Hymans Robertson's newly launched pension deficits measure, penSAFE, has shown that the total deficit faced by FTSE350 companies amounts to £163bn.

The independent pensions and benefits consultant has unveiled the measure to aid UK firms when assessing the varying risks that defined benefit (DB) pension schemes pose. It said that 20 firms share £100bn of these total deficits.

Its penSAFE report, which puts pensions into context for businesses, combines four distinct measures to illustrate the strain pension schemes place n FTSE350 firms.
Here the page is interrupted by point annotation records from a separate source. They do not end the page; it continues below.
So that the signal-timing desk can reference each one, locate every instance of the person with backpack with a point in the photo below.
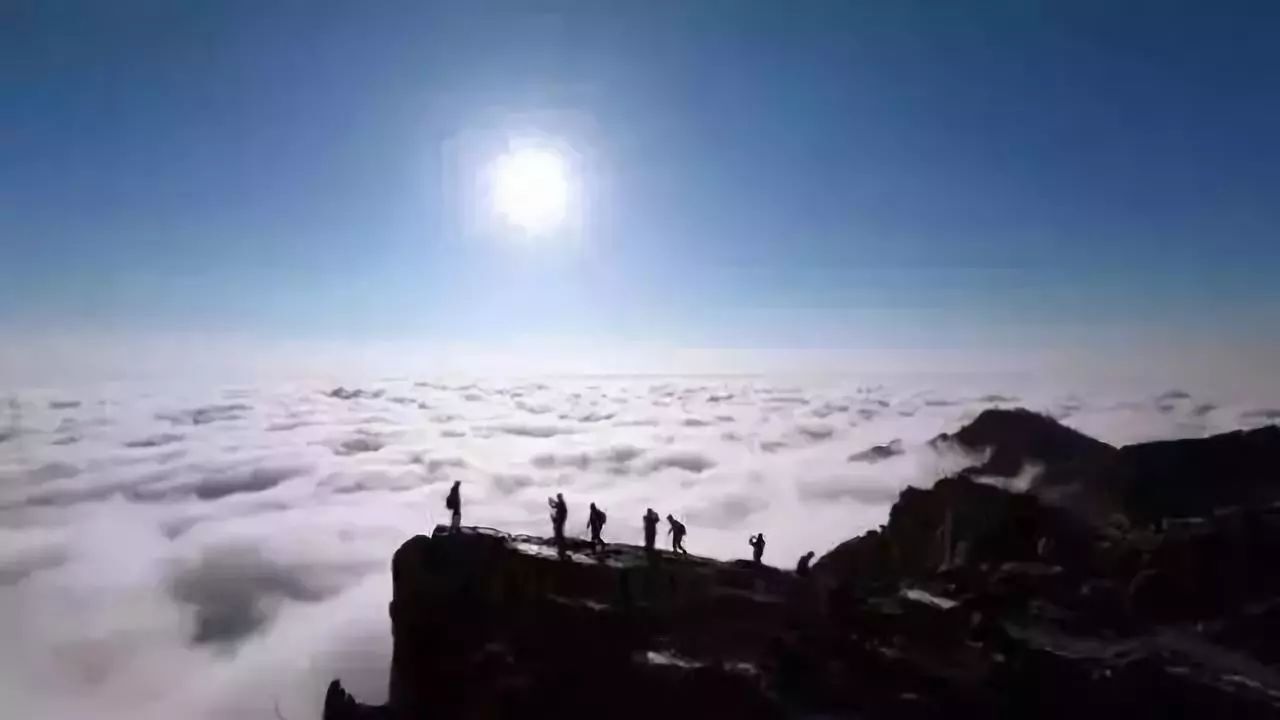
(595, 523)
(560, 513)
(453, 502)
(757, 543)
(650, 529)
(677, 533)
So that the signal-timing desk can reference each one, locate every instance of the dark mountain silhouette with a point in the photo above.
(970, 601)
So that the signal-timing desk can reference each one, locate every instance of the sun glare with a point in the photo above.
(531, 190)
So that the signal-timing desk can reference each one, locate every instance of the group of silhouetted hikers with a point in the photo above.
(595, 524)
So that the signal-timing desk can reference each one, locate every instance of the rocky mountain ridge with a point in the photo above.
(1134, 582)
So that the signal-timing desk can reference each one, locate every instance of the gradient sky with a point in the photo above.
(772, 174)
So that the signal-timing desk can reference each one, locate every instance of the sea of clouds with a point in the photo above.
(223, 551)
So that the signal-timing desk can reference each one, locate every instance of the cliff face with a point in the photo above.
(970, 601)
(488, 624)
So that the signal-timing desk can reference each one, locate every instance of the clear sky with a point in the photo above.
(754, 174)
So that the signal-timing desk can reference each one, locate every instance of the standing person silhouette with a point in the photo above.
(757, 543)
(595, 523)
(677, 533)
(560, 513)
(650, 529)
(453, 502)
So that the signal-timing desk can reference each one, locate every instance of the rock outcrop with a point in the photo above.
(970, 601)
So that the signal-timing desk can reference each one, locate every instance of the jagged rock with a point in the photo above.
(1194, 477)
(970, 601)
(1015, 437)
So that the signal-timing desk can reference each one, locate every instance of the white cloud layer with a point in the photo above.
(219, 551)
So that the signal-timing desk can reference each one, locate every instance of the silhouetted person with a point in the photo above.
(595, 523)
(560, 513)
(650, 529)
(803, 566)
(453, 502)
(677, 534)
(757, 543)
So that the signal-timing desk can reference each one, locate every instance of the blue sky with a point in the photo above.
(772, 174)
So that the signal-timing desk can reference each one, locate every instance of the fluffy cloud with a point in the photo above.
(223, 551)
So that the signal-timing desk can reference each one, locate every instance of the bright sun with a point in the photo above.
(531, 190)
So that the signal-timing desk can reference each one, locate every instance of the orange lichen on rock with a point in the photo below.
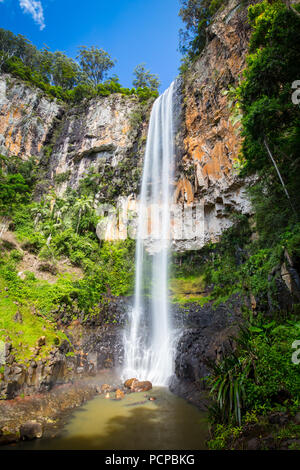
(184, 191)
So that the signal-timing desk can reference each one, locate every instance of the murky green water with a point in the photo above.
(135, 422)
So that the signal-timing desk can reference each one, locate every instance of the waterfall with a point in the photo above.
(148, 338)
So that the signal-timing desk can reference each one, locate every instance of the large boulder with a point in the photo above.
(136, 386)
(31, 430)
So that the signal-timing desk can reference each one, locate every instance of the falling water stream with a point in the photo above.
(148, 339)
(137, 422)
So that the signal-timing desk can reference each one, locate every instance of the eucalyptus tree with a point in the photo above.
(144, 78)
(95, 63)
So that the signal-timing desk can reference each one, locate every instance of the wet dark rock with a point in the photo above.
(128, 383)
(31, 430)
(106, 388)
(206, 336)
(253, 444)
(41, 341)
(279, 418)
(297, 418)
(18, 317)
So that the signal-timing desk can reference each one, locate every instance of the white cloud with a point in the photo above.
(35, 9)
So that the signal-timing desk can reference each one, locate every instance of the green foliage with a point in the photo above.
(264, 97)
(144, 78)
(196, 15)
(60, 76)
(95, 63)
(259, 372)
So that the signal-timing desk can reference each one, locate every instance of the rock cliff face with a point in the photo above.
(211, 142)
(26, 118)
(106, 136)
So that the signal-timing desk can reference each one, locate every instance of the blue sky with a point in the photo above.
(132, 31)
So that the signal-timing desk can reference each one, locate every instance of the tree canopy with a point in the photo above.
(144, 78)
(95, 63)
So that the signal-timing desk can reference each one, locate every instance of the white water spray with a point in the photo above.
(148, 339)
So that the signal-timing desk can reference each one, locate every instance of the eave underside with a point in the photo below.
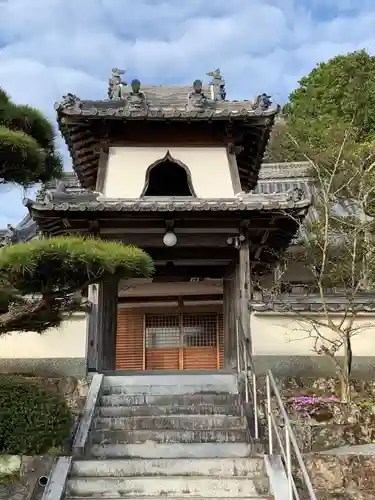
(202, 237)
(86, 138)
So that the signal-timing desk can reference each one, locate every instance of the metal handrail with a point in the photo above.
(245, 365)
(290, 440)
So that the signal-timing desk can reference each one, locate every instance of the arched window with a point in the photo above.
(168, 178)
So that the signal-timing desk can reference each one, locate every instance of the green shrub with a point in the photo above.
(32, 419)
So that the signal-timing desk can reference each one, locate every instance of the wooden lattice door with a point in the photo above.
(183, 341)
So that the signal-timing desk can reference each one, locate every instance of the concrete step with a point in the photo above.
(154, 450)
(181, 486)
(186, 422)
(101, 436)
(176, 383)
(165, 410)
(168, 399)
(215, 467)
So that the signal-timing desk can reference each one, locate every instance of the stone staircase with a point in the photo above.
(176, 436)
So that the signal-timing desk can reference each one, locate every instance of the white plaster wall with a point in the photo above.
(127, 167)
(139, 287)
(67, 341)
(284, 335)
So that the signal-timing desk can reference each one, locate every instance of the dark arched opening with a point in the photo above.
(168, 178)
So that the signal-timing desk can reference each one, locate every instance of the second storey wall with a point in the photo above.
(127, 166)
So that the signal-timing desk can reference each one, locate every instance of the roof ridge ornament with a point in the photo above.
(69, 102)
(217, 85)
(197, 100)
(136, 100)
(262, 102)
(117, 86)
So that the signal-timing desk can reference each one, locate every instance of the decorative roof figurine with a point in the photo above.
(197, 100)
(217, 86)
(262, 102)
(69, 102)
(116, 86)
(136, 100)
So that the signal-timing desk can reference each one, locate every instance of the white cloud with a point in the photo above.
(51, 47)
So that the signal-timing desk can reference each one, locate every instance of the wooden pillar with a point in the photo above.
(107, 323)
(245, 288)
(230, 316)
(92, 331)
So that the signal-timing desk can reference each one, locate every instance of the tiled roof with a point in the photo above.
(305, 304)
(91, 201)
(285, 170)
(166, 102)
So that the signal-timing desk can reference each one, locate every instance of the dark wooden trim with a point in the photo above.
(168, 157)
(170, 298)
(233, 170)
(92, 331)
(102, 171)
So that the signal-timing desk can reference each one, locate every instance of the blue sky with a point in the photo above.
(51, 47)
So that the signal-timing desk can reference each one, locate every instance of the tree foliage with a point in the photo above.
(27, 150)
(336, 249)
(41, 279)
(32, 420)
(336, 96)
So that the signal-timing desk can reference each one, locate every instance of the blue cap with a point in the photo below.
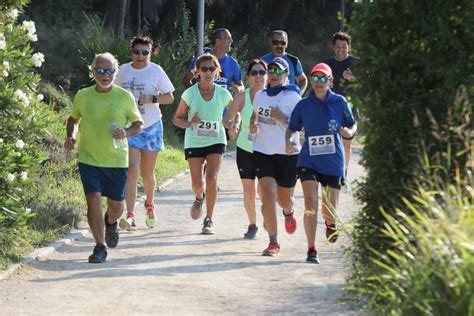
(280, 62)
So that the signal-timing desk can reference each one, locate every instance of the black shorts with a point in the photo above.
(110, 182)
(246, 164)
(202, 152)
(309, 174)
(282, 168)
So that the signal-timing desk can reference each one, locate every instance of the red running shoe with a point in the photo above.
(290, 222)
(272, 250)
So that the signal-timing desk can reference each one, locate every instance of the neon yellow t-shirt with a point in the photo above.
(210, 130)
(97, 112)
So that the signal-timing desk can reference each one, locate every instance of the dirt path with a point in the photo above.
(174, 270)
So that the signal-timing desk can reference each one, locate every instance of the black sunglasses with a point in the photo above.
(258, 72)
(138, 52)
(206, 69)
(276, 43)
(101, 71)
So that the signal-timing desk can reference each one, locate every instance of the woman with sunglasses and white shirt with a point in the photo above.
(204, 142)
(151, 87)
(325, 117)
(237, 121)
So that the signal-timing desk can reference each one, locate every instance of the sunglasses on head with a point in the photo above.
(206, 69)
(138, 52)
(277, 71)
(101, 71)
(275, 42)
(316, 78)
(258, 72)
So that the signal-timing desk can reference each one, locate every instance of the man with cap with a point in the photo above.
(341, 65)
(325, 117)
(279, 43)
(275, 169)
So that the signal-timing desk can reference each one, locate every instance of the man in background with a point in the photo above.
(279, 43)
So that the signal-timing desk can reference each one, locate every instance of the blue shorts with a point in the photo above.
(108, 181)
(306, 174)
(151, 138)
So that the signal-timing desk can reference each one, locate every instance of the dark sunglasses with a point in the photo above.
(258, 72)
(101, 71)
(277, 71)
(315, 78)
(206, 69)
(282, 43)
(138, 52)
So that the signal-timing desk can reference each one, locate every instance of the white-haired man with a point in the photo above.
(107, 115)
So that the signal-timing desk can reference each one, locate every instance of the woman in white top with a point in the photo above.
(276, 171)
(151, 87)
(241, 110)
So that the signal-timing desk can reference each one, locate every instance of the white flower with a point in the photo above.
(13, 13)
(20, 144)
(38, 59)
(33, 37)
(3, 44)
(29, 26)
(21, 97)
(10, 177)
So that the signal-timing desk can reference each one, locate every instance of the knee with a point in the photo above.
(310, 212)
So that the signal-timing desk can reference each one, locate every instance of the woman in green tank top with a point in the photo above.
(237, 120)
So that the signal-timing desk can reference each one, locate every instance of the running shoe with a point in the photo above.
(196, 208)
(207, 227)
(312, 256)
(332, 233)
(272, 250)
(290, 222)
(99, 254)
(150, 215)
(111, 232)
(251, 232)
(129, 222)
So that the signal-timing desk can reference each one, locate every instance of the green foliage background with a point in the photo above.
(415, 86)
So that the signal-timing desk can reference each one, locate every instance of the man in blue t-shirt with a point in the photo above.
(279, 43)
(231, 75)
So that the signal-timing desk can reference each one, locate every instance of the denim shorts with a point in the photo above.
(151, 138)
(108, 181)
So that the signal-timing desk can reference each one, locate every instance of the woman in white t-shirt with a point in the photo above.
(276, 171)
(151, 87)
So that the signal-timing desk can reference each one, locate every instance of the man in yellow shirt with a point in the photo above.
(104, 111)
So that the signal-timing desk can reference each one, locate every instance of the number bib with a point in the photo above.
(264, 116)
(321, 145)
(208, 129)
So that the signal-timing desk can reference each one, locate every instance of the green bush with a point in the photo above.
(20, 131)
(429, 266)
(415, 60)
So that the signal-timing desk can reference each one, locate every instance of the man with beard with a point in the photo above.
(230, 77)
(279, 43)
(104, 111)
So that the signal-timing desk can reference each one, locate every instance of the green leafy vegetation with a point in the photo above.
(412, 250)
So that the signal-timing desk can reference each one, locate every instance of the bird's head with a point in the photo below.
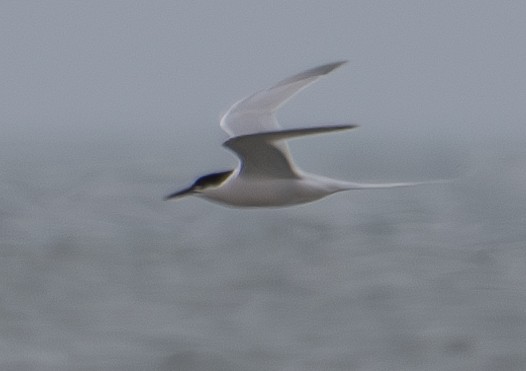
(203, 183)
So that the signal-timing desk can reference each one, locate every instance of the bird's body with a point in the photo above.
(266, 175)
(268, 192)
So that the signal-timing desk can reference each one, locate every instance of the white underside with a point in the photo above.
(261, 192)
(241, 191)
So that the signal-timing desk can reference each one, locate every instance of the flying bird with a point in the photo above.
(266, 175)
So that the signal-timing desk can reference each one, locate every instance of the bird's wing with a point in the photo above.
(261, 156)
(352, 185)
(255, 113)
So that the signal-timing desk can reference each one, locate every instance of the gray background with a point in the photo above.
(106, 106)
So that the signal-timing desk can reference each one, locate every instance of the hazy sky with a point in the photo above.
(162, 71)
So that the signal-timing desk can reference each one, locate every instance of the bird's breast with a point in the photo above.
(265, 192)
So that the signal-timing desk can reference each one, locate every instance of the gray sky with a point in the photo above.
(160, 72)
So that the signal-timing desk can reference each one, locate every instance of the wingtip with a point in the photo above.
(329, 67)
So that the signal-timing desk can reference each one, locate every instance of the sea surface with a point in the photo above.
(98, 273)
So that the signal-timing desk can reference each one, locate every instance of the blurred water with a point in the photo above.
(98, 273)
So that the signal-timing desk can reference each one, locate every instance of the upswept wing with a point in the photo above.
(255, 113)
(262, 157)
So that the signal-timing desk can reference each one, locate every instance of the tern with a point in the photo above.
(266, 175)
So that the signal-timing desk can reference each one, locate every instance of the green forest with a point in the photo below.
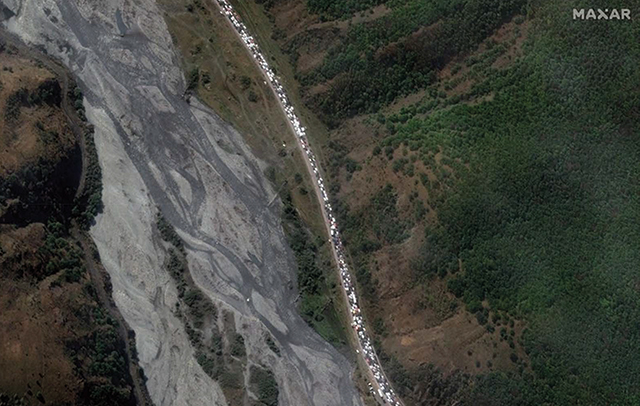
(545, 212)
(537, 213)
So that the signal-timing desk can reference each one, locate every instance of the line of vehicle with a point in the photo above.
(365, 345)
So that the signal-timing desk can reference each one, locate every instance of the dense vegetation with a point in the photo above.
(545, 221)
(393, 56)
(316, 302)
(89, 203)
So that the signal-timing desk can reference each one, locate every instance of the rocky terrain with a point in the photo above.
(160, 153)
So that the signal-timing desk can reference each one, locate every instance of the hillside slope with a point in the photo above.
(486, 180)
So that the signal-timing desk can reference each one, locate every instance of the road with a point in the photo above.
(376, 374)
(158, 152)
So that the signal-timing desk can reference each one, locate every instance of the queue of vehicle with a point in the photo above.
(384, 389)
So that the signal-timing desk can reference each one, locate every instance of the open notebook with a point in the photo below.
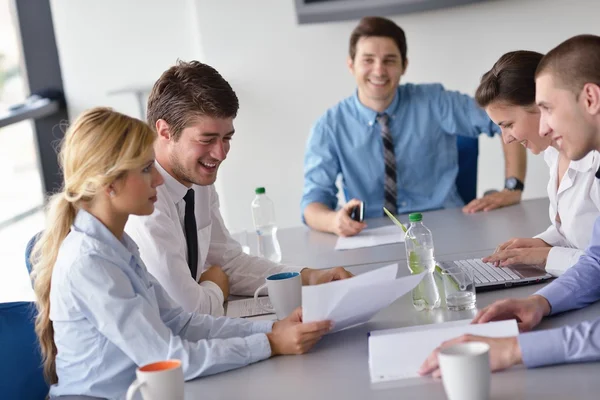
(398, 353)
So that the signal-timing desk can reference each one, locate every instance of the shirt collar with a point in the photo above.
(91, 226)
(369, 115)
(585, 164)
(176, 189)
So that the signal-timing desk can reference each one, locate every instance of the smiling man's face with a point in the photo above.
(377, 68)
(564, 119)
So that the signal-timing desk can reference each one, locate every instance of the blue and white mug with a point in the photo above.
(285, 293)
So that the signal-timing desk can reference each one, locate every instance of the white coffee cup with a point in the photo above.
(158, 381)
(465, 369)
(285, 293)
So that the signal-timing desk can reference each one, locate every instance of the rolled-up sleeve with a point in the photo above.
(246, 273)
(552, 236)
(560, 259)
(578, 286)
(321, 168)
(165, 257)
(569, 344)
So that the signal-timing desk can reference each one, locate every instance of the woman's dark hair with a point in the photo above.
(511, 80)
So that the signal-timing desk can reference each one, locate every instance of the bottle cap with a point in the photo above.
(415, 217)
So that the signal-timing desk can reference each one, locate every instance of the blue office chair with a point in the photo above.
(466, 180)
(20, 359)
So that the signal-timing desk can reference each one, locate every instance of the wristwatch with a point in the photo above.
(513, 183)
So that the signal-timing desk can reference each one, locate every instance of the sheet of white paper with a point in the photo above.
(344, 303)
(398, 353)
(246, 307)
(371, 237)
(319, 300)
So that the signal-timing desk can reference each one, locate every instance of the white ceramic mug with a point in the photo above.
(466, 371)
(158, 381)
(285, 293)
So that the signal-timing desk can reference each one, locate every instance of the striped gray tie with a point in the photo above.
(390, 185)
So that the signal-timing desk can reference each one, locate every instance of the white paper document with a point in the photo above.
(247, 307)
(355, 301)
(398, 353)
(371, 237)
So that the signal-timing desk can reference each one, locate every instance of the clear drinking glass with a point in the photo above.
(459, 286)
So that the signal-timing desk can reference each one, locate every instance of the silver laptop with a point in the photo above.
(488, 277)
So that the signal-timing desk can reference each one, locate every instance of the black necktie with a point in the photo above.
(390, 184)
(191, 233)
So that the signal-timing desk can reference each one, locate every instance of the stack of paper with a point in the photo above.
(398, 353)
(371, 237)
(345, 302)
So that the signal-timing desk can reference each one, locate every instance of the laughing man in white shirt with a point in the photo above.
(192, 109)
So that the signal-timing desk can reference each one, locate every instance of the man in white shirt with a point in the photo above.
(185, 243)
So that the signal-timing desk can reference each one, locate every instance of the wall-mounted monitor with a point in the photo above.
(313, 11)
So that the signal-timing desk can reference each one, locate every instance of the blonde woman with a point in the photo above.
(100, 313)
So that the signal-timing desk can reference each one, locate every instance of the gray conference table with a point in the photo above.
(453, 233)
(337, 368)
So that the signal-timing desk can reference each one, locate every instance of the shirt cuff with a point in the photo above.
(542, 348)
(558, 296)
(214, 288)
(262, 326)
(561, 259)
(551, 236)
(258, 346)
(292, 269)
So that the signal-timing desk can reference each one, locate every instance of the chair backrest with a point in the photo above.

Hymans Robertson said that by stripping away the distortion that they said is caused by IAS19.

"The IAS19 standard currently masks the pensions problem by allowing the measurement of liabilities to be distorted by the credit crisis," explained Chris Hurry, partner at Hymans Robertson. "Our estimates show the true picture is closer to £163bn deficit."

The report found that around 40 per cent of FTSE350 companies with final salary schemes have pensions deficits that represent more than a quarter of the company's value, or that would take more than a year of earnings to pay off.

The financial sector was found to be least affected by pensions issues, and that despite greater trustee powers, companies spend less today on pensions deficits as a proportion of earnings than they did two years ago. Hymans Robertson said this is also surprising when the stringent funding requirements are taken into account.

"Looking at aggregate accounting pension surpluses and deficits misses the point of the pensions risks facing UK firms," said Clive Fortes, head of corporate consulting at Hymans Robertson. "The dramatic increase in relative penSAFE deficits reflects the impact not only of lower values of the supporting businesses but falling scheme asset values. This is particularly true where schemes have had significant exposure to the equity market. In the coming months, it will be interesting to see if scheme trustees ask their sponsors for more cash to fund deficits and whether this has a negative effect on UK plc's ability to climb out of recession."